Rasulullah Saw meyampaikan hadis-hadisnya dengan berbagai macam metode. Cara-cara ini ditempuhnya sesuai dengan keadaan dimana beliau berada. Kadang didepan orang banyak, kadang perorangan. Ada yang didahului melalui pertanyaan dan ada pula yang didahului tanpa pertanyaan dari sahabat. Berikut beberapa metode Nabi menyampaikan sabdanya.

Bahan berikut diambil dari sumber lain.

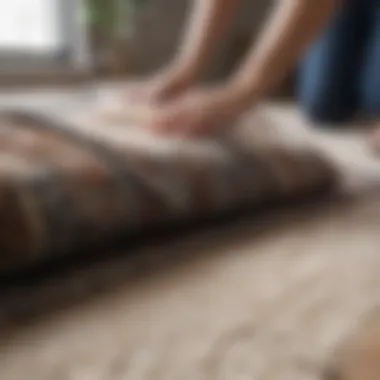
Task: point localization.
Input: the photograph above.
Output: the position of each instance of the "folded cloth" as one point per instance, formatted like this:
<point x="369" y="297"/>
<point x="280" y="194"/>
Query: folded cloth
<point x="70" y="182"/>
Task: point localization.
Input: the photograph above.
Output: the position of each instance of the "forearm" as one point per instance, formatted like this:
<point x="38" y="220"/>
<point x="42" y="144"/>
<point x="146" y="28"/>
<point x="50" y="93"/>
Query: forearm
<point x="290" y="29"/>
<point x="208" y="20"/>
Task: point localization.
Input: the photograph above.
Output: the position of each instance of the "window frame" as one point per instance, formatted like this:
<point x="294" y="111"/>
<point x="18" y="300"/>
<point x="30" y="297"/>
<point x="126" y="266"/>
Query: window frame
<point x="71" y="58"/>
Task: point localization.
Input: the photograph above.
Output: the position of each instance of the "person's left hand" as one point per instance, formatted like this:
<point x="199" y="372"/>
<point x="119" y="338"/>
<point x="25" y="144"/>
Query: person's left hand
<point x="198" y="112"/>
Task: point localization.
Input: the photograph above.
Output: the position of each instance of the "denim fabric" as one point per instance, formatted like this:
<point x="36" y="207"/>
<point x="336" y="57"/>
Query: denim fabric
<point x="340" y="74"/>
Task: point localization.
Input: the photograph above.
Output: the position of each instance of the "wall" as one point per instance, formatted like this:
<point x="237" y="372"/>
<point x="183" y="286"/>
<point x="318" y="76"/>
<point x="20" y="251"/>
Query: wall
<point x="159" y="26"/>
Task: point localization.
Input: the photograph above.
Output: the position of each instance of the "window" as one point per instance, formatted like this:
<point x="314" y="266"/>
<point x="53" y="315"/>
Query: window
<point x="41" y="34"/>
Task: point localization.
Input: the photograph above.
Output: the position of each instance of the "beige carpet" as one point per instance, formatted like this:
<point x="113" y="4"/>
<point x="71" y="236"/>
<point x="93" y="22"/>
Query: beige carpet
<point x="266" y="298"/>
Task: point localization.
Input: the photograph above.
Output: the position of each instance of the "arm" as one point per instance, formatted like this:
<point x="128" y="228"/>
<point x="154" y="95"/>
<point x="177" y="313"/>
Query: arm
<point x="293" y="24"/>
<point x="208" y="20"/>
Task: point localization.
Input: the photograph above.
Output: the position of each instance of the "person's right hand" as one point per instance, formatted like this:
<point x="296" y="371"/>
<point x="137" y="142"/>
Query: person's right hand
<point x="161" y="87"/>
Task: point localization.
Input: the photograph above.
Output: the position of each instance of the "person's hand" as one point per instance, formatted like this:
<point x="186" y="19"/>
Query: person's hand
<point x="161" y="87"/>
<point x="199" y="112"/>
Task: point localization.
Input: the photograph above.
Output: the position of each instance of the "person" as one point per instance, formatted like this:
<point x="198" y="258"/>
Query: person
<point x="335" y="43"/>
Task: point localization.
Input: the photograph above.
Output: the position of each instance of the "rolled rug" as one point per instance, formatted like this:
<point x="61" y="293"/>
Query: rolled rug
<point x="70" y="182"/>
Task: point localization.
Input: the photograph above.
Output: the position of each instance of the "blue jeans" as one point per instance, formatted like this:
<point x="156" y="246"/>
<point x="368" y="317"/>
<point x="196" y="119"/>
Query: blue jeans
<point x="340" y="75"/>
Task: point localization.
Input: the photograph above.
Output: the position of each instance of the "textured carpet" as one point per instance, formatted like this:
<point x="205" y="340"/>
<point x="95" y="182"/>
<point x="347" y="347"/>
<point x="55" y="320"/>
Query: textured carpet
<point x="264" y="298"/>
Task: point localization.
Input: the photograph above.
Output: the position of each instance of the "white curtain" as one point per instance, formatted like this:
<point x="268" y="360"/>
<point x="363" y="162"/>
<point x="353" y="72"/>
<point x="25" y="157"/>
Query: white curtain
<point x="30" y="25"/>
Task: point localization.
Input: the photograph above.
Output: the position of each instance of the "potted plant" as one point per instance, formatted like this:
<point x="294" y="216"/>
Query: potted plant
<point x="112" y="25"/>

Pertama, Nabi menyampaikan sabdanya melalui majelis ilmu, yaitu pusat dimana Nabi mengadakan pengajian untuk membina para jama’ah. Melalui majelis ini para sahabat berkesempatan untuk memperoleh banyak peulang untuk menerima hadis dari Rasulullah Saw. Kedua, Nabi menyampaikan sabdanya melalui sahabat-sahabat tertentu, yang kemudian sabda yang diperoleh oleh sahabat disampaikan kepada sahabat yang lainnya. Hal ini terjadi karena ketika Nabi menyampaikan suatu hadis, hanya beberapa sahabat saja yang hadir.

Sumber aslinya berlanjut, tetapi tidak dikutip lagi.